On Tuesday, April 27, 2004, 1:47:41 PM, John Fawcett wrote:
Jeff Chan wrote on Mon Apr 26 03:58:58 CEST 2004 I think that some of the ccTLDs have a mixed assignment strategy. This means that they should sometimes be checked at the 2nd level sometime at the 3rd level. The current logic always checks at a single predefined level.
Not quite; it's table-driven at least on the data side.
If co.uk is in the ccTLD table then the third level is checked, i.e. spammerdomain.co.uk. Since secondlevelspamdomain.uk is *not* in the table it would get checked at the third level... *and caught*. :-)
As far as I could see the table in SpamCopUri contains only the .uk not co.uk. so this means that all .uk domains are being handled in the same way i.e. checked on the third level.
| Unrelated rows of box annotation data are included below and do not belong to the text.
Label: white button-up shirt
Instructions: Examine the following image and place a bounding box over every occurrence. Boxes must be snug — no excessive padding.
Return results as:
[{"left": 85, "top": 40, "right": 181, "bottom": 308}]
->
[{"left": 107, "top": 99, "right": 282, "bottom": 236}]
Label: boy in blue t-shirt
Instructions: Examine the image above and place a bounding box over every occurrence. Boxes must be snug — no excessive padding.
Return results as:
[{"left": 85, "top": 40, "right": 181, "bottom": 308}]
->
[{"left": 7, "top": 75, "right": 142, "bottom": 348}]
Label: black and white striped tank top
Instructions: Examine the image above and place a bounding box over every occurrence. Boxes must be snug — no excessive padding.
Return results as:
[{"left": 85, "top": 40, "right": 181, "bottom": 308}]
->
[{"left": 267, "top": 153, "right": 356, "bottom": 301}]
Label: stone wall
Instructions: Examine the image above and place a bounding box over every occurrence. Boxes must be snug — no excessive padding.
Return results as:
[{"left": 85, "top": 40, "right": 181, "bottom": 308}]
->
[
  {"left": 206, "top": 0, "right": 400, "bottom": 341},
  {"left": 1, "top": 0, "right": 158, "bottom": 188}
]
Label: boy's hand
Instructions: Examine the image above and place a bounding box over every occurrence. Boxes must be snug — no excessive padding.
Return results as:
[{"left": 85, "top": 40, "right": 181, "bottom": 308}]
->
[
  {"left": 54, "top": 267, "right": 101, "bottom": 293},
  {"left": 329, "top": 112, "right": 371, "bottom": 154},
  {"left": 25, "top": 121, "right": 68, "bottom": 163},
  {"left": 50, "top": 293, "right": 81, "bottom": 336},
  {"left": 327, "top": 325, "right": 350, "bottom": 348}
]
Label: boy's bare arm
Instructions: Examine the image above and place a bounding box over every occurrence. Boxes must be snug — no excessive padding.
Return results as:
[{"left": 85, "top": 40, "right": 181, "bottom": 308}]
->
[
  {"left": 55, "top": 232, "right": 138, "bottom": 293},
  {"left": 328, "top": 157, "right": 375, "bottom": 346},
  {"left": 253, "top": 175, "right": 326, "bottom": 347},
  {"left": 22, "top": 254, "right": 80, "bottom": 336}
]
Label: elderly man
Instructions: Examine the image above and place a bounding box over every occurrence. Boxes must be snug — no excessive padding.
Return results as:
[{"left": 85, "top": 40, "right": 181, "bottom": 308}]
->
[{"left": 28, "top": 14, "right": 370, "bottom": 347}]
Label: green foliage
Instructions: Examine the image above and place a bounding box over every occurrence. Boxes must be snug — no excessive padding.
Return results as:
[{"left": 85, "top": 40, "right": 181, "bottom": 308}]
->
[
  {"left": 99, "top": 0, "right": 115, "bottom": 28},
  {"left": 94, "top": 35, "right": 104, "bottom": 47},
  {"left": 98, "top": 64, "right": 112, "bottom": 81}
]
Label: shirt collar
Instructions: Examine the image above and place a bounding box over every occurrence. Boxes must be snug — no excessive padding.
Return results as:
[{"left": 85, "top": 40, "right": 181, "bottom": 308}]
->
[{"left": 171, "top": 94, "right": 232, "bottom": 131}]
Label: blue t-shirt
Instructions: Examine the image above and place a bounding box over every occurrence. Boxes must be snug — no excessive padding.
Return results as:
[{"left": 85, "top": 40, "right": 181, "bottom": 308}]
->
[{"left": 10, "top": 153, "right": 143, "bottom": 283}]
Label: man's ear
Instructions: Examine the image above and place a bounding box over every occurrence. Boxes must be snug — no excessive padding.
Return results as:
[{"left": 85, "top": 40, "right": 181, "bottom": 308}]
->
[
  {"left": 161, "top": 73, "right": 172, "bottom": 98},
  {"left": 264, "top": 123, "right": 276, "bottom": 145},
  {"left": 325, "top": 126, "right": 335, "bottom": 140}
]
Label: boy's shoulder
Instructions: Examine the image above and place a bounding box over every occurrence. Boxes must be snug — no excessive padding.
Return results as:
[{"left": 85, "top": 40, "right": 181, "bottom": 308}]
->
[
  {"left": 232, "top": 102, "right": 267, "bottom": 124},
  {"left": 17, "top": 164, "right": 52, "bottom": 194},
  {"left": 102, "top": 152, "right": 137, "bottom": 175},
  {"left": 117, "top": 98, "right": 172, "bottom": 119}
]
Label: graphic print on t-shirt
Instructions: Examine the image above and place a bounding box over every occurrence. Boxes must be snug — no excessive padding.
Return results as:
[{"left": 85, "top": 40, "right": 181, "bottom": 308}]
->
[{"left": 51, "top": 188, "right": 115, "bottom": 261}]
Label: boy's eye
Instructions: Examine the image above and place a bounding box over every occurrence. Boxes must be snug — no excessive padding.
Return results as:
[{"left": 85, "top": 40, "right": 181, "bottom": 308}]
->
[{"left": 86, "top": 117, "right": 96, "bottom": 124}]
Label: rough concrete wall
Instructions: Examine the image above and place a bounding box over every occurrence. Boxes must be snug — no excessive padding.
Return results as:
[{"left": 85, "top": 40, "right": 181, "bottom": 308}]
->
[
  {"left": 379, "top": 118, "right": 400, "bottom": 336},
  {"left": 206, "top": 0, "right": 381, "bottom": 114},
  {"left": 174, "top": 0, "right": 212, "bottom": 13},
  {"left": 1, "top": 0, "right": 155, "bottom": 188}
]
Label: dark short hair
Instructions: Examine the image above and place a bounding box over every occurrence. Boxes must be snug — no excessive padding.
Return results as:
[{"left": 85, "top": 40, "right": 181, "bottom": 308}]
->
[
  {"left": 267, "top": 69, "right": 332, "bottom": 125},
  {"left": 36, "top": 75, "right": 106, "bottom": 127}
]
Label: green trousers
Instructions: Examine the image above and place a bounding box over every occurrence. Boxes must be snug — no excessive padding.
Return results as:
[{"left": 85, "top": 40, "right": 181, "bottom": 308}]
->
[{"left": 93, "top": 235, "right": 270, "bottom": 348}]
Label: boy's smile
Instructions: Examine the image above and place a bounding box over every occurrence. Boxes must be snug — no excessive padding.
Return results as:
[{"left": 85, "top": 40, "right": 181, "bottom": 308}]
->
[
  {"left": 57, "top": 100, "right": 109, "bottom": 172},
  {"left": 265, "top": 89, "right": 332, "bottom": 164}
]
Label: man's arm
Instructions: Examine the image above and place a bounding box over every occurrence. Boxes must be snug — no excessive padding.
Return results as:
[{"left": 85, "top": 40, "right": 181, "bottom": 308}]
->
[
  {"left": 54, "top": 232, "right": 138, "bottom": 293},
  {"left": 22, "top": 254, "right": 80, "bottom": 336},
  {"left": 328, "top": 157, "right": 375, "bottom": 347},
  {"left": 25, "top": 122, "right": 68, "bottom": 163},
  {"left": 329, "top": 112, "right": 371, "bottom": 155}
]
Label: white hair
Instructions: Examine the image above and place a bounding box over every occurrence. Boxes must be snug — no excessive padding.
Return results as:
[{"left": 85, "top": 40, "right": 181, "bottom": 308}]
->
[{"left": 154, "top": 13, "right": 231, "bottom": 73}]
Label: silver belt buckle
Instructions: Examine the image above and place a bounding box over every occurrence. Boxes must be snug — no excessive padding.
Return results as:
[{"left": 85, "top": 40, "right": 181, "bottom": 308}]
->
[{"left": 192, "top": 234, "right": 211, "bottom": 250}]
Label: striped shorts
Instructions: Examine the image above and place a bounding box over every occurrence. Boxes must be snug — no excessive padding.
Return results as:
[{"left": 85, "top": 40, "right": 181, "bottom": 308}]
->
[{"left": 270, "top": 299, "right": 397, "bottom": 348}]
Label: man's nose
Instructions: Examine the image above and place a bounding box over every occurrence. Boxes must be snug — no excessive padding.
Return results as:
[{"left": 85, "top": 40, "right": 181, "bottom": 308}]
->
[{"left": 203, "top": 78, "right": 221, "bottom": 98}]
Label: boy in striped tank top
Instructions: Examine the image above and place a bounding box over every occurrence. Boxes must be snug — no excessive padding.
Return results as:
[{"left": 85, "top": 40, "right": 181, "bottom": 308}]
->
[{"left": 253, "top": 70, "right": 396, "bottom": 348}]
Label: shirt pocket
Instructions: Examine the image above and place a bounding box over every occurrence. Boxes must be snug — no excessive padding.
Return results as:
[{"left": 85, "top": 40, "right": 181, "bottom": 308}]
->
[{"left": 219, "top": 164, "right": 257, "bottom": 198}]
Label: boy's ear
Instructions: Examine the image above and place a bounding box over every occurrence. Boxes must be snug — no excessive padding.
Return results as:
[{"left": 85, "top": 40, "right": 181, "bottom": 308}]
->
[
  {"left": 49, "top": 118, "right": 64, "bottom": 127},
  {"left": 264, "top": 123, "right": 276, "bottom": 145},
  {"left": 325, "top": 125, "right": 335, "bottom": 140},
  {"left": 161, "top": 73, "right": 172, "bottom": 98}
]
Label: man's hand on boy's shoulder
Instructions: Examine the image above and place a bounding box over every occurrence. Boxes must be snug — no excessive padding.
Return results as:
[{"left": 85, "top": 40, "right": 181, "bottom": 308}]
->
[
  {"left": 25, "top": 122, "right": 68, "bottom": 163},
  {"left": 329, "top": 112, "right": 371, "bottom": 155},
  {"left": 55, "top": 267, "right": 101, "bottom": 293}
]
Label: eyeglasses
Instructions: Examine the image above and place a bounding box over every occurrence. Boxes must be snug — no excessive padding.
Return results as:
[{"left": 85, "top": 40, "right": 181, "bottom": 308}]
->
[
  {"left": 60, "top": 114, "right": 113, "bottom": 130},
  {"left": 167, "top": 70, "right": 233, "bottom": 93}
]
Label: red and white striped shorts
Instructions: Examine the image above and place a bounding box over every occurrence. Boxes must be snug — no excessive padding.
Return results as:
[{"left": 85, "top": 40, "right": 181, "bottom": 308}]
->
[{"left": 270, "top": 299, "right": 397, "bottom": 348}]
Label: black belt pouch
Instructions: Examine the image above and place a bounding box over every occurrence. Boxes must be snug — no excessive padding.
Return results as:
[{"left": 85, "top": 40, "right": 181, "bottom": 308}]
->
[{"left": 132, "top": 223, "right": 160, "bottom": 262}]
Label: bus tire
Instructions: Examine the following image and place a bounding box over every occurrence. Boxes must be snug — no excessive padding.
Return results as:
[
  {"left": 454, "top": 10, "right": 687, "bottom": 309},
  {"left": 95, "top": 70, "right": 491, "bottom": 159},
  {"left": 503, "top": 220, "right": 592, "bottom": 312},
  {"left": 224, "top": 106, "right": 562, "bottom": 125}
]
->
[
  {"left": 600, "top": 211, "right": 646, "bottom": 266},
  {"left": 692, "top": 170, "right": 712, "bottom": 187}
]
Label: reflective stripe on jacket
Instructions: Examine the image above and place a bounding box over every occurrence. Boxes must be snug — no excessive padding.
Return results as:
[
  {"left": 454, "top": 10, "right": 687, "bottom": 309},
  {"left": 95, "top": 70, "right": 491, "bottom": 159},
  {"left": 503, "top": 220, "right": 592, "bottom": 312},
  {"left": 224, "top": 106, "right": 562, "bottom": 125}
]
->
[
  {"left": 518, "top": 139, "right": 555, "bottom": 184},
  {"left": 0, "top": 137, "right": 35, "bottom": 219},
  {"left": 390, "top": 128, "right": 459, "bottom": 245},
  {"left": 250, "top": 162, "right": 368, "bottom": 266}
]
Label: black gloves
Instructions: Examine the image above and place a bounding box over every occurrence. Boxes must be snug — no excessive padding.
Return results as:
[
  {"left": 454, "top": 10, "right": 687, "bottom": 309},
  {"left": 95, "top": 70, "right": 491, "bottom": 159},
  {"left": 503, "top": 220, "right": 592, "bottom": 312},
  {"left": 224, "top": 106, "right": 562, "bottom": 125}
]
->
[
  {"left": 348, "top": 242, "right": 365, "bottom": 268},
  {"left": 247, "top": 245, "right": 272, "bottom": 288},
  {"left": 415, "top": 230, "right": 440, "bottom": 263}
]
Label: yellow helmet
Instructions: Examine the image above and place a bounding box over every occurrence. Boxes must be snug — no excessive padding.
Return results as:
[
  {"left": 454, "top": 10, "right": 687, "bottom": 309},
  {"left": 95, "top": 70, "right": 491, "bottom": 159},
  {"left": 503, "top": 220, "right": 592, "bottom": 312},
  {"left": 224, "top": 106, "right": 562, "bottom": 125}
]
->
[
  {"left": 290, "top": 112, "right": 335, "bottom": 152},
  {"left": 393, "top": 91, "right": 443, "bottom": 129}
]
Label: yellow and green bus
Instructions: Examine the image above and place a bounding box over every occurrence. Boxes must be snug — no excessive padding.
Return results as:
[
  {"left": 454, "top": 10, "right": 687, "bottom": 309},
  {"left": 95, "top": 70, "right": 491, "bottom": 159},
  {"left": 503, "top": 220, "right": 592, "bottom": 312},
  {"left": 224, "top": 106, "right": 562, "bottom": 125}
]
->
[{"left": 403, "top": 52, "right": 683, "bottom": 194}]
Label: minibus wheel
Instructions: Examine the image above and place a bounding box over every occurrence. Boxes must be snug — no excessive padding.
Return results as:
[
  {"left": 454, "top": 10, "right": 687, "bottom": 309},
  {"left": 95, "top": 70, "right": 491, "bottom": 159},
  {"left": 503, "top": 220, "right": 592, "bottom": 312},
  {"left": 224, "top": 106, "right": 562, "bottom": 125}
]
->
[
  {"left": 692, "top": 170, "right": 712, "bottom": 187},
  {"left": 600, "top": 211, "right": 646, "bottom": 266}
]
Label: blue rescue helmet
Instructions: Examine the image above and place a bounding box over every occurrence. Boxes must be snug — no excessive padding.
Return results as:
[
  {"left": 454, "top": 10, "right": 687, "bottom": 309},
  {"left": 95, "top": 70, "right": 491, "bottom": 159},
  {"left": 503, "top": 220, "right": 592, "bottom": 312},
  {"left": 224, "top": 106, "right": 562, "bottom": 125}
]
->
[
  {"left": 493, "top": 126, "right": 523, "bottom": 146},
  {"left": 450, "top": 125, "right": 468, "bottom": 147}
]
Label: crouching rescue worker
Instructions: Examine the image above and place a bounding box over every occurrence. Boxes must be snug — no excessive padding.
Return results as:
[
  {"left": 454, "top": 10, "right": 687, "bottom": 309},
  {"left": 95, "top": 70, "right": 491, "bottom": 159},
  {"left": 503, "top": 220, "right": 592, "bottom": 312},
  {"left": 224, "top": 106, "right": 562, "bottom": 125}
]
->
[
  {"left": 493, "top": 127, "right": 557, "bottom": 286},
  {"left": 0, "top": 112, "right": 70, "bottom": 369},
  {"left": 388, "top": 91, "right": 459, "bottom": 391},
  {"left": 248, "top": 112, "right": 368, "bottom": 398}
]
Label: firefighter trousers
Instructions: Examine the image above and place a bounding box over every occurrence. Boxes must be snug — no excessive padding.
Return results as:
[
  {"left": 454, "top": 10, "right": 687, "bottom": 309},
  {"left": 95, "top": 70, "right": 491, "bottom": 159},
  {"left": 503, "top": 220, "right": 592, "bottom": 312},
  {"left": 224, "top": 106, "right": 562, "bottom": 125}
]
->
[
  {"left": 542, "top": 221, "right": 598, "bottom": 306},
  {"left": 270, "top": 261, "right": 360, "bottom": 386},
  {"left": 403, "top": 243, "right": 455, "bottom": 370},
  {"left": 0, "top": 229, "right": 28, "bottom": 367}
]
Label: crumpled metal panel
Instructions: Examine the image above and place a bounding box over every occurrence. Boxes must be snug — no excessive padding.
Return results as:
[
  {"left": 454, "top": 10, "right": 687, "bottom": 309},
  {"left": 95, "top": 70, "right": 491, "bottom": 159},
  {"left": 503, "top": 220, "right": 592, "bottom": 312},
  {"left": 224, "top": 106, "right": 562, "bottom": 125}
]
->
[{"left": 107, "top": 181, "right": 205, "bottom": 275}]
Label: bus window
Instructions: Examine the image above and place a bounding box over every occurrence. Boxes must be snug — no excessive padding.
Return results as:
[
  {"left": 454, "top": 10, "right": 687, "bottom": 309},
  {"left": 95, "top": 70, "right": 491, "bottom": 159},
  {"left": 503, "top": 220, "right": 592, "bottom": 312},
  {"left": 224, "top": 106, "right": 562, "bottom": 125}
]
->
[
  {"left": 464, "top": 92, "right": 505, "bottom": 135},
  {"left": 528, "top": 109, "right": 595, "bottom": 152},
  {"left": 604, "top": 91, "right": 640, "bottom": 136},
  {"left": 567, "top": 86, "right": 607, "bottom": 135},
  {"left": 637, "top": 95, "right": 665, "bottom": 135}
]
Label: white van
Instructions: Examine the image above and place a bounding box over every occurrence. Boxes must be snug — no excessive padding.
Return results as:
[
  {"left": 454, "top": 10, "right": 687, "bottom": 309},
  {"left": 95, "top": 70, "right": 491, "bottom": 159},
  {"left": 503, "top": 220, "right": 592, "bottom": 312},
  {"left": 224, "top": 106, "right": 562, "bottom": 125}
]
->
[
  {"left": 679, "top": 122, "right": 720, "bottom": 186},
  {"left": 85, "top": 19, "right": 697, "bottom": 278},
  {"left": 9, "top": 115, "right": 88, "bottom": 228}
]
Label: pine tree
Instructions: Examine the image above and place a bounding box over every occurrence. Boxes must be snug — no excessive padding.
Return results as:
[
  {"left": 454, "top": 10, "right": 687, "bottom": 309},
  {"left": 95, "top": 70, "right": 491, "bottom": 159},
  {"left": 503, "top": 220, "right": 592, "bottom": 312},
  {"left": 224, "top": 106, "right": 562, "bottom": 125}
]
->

Eric or Justin, what is the Perl or SA module currently being used on the client side to handle ccTLDs again please? I should probably look into using it on the data side too.
The two example I saw were: .fr and .ca
Currently we check .ca at the third level, but it is possible to register a second level domain at .ca which we never catch so bigspammer.ca will get through.
The signalling is not at the TLD. It's at whatever level is in the table. We don't list .ca, but we do list ab.ca. That means foobar.ab.ca gets checked at the third level and somenewspamdomain.ca gets checked at the second level.
Likewise, I saw .ca in the table not ab.ca, so just as for the uk example everything is being checked at the third level by the client, and so spammer.ca. will be missed.
We check .fr at the second level however there are many "standard" second level domains (like .nom.fr) which means we probably want to be checking these ones at the third level. (Translation: any bigspammer.nom.fr domain is imune to the current strategy unless we want to upset everyone who has a nom.fr domain by listing that).
In this case there's a lack of data on the .fr ccTLDs. If somemone could research that and get them to me I'll add them to our table. (Ditto any other countries. :-) FWIW I just added nom.fr to:
nom.fr tm.fr gouv.fr asso.fr nom.fr avocat.fr notaire.fr barreau.fr mairie.fr
I didn't spot any of these being used on the client. So if I am reading things correctly we will never catch spammer.nom.fr etc.
Maybe if Eric is reading this, he can confirm whether this is the case.